Retailers are moving quickly to adopt AI for merchandise planning. Smarter demand forecasting, faster scenario modeling, and more automated decision support are no longer future concepts — they’re becoming part of everyday operations.
But behind every successful AI initiative is something far less visible: data that is clean, consistent, and structured for analytical use.
Many AI efforts stall not because the technology falls short, but because the underlying data was never designed to support advanced analytics or machine learning. Inventory and transaction data, in particular, often reflect years of operational workarounds rather than a clear foundation. Becoming AI-ready is less about rebuilding systems and more about strengthening the data foundations that support accurate, trustworthy decision-making.

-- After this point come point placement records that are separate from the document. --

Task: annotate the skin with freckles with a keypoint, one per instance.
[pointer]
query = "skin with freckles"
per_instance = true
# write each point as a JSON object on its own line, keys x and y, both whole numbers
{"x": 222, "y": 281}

Why AI places higher demands on data quality
In traditional reporting, imperfect data can often be managed. Analysts adjust assumptions, explain anomalies, or work around inconsistencies. AI systems don’t have that flexibility. AI relies on clear and consistent relationships between data points: products linked to accurate attributes, transactions connected across systems, and timestamps that reflect what actually happened — not when something was entered. When those relationships are incomplete or ambiguous, the outputs that depend on them become unreliable.
In short, better AI outcomes depend on better inputs. Without that foundation, even the most advanced models will struggle to deliver usable insight. This foundational work begins with a critical look at the core data that powers merchandising decisions.
Assessing your data: Key questions for AI readiness
For many retailers, AI represents the first time inventory and transaction data is being used in a live, decision-making context rather than retrospective analysis. That shift makes data readiness especially important. A practical place to start is by reviewing core datasets with a critical lens, clarifying how key values are defined and ensuring consistency across systems.
Inventory data considerations:
- When are stock snapshots taken, and do they reflect actual availability?
- Is in-transit inventory tracked separately or blended with on-hand stock?
- Do receipt and transfer dates represent physical movement or system updates?
- Are store and SKU identifiers used consistently across datasets?
- Is product metadata — such as category, tier, season, or size — complete and standardized?
Transaction data considerations:
- Are returns clearly identified and represented with correct units and values?
- How are discounts recorded, and at what level of detail?
- Do transaction dates reflect order, shipment, or delivery?
- Are transactions linked using consistent order and item identifiers?
Even small inconsistencies can affect how AI interprets demand and performance. In practice, these issues influence forecast accuracy, allocation decisions, and downstream financial results.
What "AI-ready" data looks like in practice
By systematically addressing these data considerations, retailers can build a data ecosystem that shares the common characteristics of AI leaders. Organizations that succeed with AI tend to share a few common traits:
- Clear ownership and documentation for each dataset
- Consistent identifiers across inventory, transaction, and product tables
- Robust metadata that supports segmentation and pattern recognition
- Well-defined return and discount logic
- Validation processes that catch issues before they affect downstream planning
AI-ready data is defined by its reliability, transparency, and ability to support planning decisions across teams and systems.
Preparing for what comes next
AI is reshaping how merchandising and planning decisions are made. Retailers that see the most value are those that treat data as a strategic asset, not just a technical requirement. Anaplan’s retail planning solutions streamline the process from data assessment to data integration, so you are ready for what’s next.
Strong AI outcomes begin with strong data foundations. Getting AI-ready starts with asking the right questions about how your data is structured today — and making targeted improvements that support better decisions tomorrow.